Rosalie stand auf, langsam und elegant, während ihr Blick zwischen ihren beiden Geschwistern hin und her wanderte. Sie konnte die Kluft spüren, die unüberwindbare Distanz, die zwischen ihnen gewachsen war – ein Ozean aus verletzten Gefühlen, aus zerbrochenen Träumen und unausgesprochenen Sehnsüchten. Sie seufzte tief und wollte etwas sagen, vielleicht etwas, das die Lage entspannen würde, doch noch bevor sie Worte finden konnte, vibrierte Klaus' Handy in seiner Tasche. Ohne den Schwestern einen weiteren Blick zu schenken, richtete er sich auf, seine Aufmerksamkeit bereits auf die Welt außerhalb dieses Zimmers gerichtet. „Wo ist Elijah?" fragte Rebekah plötzlich, ihre Stimme leise, fast zerbrechlich. Der Name ihres Bruders hallte durch den Raum und brachte eine seltsame Wärme mit sich, eine Sehnsucht, die Rosalie nur zu gut kannte. Sie spürte den Drang, Klaus zu konfrontieren, ihm Antworten zu entlocken. Sie trat ihm direkt in den Weg, ihre Augen fixierten seine, durchdringend, fordernd. „Wohin gehst du?" fragte sie und suchte nach der Wahrheit in seinem Blick.

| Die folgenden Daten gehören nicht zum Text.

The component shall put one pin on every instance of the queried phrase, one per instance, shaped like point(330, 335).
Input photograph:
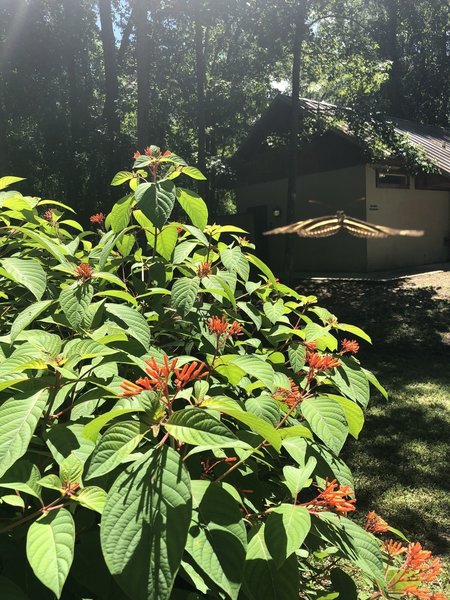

Klaus ließ eine spöttische Antwort folgen, als wäre das alles ein Spiel, doch Rosalie erkannte, dass die Last, die auf seinen Schultern lag, tiefer ging, als er jemals zugeben würde. „Es scheint, die Nacht ist noch lange nicht vorbei," antwortete er mit einem leicht herausfordernden Lächeln. „Ich treffe mich mit Marcel auf einen Drink." In Rosalies Brust zog sich etwas zusammen, und sie ließ ihn für einen Moment aus den Augen. Dieser Bruder, der sich selbst für unantastbar hielt und dennoch eine Spur von Einsamkeit hinterließ, wohin er auch ging. Rebekah beobachtete das Ganze schweigend, bis sie mit einem scharfen, schmerzvollen Blick das Schweigen brach. „Elijah hat mir erzählt, dass du Marcels Imperium gezielt schwächst. New Orleans bis auf den letzten Tropfen auszusaugen, war jedoch nie Teil unseres Plans, Klaus."
Klaus blieb für einen Moment still, seine Augen wanderten zu Rosalie, als suche er in ihr Verständnis oder eine Stütze für seine Taten. Doch Rosalie hielt seinem Blick stand, und in diesem Augenblick wusste er, dass sie ihm nicht blind folgen würde. Mit einem Hauch von Verärgerung erwiderte er schließlich: „Ich weiß, dass du nicht viele Freunde hast, Rebekah. Aber wenn Freunde sich treffen, trinken sie oft zusammen und tauschen Geheimnisse aus. Marcel hat es irgendwie geschafft, alle Hexen des Viertels unter seine Kontrolle zu bringen. Wenn ich herausfinde, wie er das gemacht hat, werde ich es gegen ihn wenden." Die Worte klangen wie eine Verschwörung, wie ein Versprechen der Zerstörung, und Rosalie fühlte ein kaltes Schaudern über ihren Rücken laufen. Diese Stadt, ihr Erbe, ihre Heimkehr – nichts war sicher unter Klaus' unersättlicher Gier nach Macht. „Elijah steht nicht auf meiner To-Do-Liste," fügte er leise hinzu, bevor er zur Tür ging und einen letzten, kurzen Blick zurückwarf. „Oh, und willkommen zu Hause, kleine Schwester," flüsterte er beinahe spöttisch.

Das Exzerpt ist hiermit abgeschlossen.